Kelsen was born in Prague to Jewish parents. He moved to Vienna with his family when he was two years old. Having graduated from the Akademisches Gymnasium, he studied law at the University of Vienna, taking his doctorate in 1906. In 1911, he achieved his habilitation (license to hold university lectures) in public law and legal philosophy and published his first major work, Main Problems in the Theory of Public Law (Hauptprobleme der Staatsrechtslehre).

In 1912, Kelsen married Margarete Bondi, and the couple had two daughters.

In 1919, he became full professor of public and administrative law at the University of Vienna. He established and edited the Journal of Public Law (Zeitschrift für Öffentliches Recht) in Vienna. At the behest of Chancellor Karl Renner, Kelsen worked on drafting a new Austrian Constitution, enacted in 1920. The document still forms the basis of Austrian constitutional law. Kelsen was appointed to the Constitutional Court, for a life term. In 1925, he published General Theory of the State (Allgemeine Staatslehre) in Berlin. Following increasing political controversy about some positions of the Constitutional Court (especially about divorce) and an increasingly conservative climate, Kelsen, who was considered a Social Democrat, although not a party member, was removed from the court in 1930. Kelsen accepted a professorship at the University of Cologne in 1930. When the Nazis came to power in Germany in 1933, he was removed from his post and moved to Geneva, Switzerland and taught international law at the Graduate Institute of International Studies from 1934 to 1940.

In 1934, he published the first edition of Pure Theory of Law (Reine Rechtslehre). In Geneva he became more interested in international law. In 1936–1938 he was professor at the German University in Prague.

In 1940, he moved to the United States, giving the Oliver Wendell Holmes Lectures at Harvard Law School in 1942 and becoming a full professor at the department of political science at the University of California, Berkeley in 1945. During those years, he increasingly dealt with issues of international law and international institutions such as the United Nations. In 1953-54, he was visiting Professor of International Law at the United States Naval War College.

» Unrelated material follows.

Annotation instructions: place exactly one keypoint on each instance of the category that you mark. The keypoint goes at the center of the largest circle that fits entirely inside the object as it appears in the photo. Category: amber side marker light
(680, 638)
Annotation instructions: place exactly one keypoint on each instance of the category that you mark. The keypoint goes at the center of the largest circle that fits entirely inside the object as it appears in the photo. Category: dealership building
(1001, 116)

Kelsen's main legacy is as the inventor of the modern European model of constitutional review, first used in the Austrian First Republic, then in the Federal Republic of Germany, Italy, Spain, Portugal, and later many countries of Central and Eastern Europe. The Kelsenian court model sets up separate constitutional courts, which may have sole responsibility over constitutional disputes within the judicial system; this is different from the American system in which courts of general jurisdiction from the trial level to the court of last resort frequently have powers of judicial review.

Kelsen is considered one of the preeminent jurists of the 20th century. His legal theory, a very strict and scientifically understood type of legal positivism, is based on the idea of a Grundnorm, a hypothetical norm on which all subsequent levels of a legal system such as constitutional law and "simple" law are based. His theory has followers among scholars of public law worldwide. His disciples developed "schools" of thought to extend his theories, such as the Vienna School in Austria and the Brno School in Czechoslovakia. In the English-speaking world, H.L.A. Hart and Joseph Raz are perhaps the most well-known authors who were influenced by Kelsen, though both departed from Kelsen's theories in several respects.

Kelsen's was a negative influence on Carl Schmitt, who criticized Kelsen's work on sovereignty in Political Theology and elsewhere. In turn, Kelsen wrote that only the belief in a "theology of the State" could justify the refusal to acknowledge the binding nature of international law upon "sovereign" states. For Kelsen, "sovereignty" was a loaded concept: "We can derive from the concept of sovereignty nothing else than what we have purposely put into its definition."